Example 1: f(x) = 16x2 – 25 (difference of 2 perfect squares)

Solution: 16x2 – 25 = (4x)2 – 52

Noticing the equation we can identify it in the form of a2 – b2 = (a + b)(a – b)

Hence, we factorize the equation 16x2 – 25 = 0 as (4x+5) (4x-5)

16x2 – 25 = (4x+5) (4x-5)

Example 2: Ram and Shyam share 45 chips. After dropping 5 chips each, the product of their current marble counts is 124. How to calculate how many marbles they had to begin with.

Solution: Assume Ram possessed x marbles.

The amount of chips Shyam had then Equaled 45 – x.

Ram’s remaining chips after losing 5 chips Equals x – 5

The amount of chips Shyam has left after losing 5 chips is 45 – x – 5 = 40 – x.
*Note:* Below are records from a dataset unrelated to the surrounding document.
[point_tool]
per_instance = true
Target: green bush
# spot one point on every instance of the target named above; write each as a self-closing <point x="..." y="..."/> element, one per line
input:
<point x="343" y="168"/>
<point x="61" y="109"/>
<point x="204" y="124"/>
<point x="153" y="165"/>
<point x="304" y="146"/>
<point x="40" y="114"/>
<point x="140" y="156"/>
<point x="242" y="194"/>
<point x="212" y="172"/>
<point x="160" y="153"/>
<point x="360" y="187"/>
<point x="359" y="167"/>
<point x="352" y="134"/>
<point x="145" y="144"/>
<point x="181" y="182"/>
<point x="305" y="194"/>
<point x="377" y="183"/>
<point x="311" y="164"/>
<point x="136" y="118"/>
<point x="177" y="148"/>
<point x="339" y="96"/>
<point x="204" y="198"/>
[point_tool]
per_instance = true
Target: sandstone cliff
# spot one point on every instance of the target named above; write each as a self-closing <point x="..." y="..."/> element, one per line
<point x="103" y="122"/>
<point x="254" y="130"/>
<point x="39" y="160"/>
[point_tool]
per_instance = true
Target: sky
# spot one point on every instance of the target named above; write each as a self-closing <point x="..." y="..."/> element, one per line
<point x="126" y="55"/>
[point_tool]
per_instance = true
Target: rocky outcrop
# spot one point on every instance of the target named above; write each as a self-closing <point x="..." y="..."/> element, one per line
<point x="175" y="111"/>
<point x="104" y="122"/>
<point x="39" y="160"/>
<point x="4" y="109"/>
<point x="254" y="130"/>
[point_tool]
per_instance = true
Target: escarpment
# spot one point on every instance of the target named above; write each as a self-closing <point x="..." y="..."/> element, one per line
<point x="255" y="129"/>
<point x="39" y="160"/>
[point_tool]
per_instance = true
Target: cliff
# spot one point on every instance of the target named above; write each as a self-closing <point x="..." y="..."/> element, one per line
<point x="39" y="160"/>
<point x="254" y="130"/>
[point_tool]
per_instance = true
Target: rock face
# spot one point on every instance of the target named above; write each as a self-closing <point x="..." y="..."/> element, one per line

The number of chips multiplied by the number of chips equals 124.

(x – 5) (40 – x) = 124

40x – x2 – 200 + 5x = 124

– x2 + 45x – 200 = 124

x2 – 45x + 324 = 0

This is a representation of the quadratic equation. As a result of solving the given equation for x, we have;

x = 36, x = 9

So, the answer you get is Ram had 36 chips while Shyam had 9 chips or vice versa.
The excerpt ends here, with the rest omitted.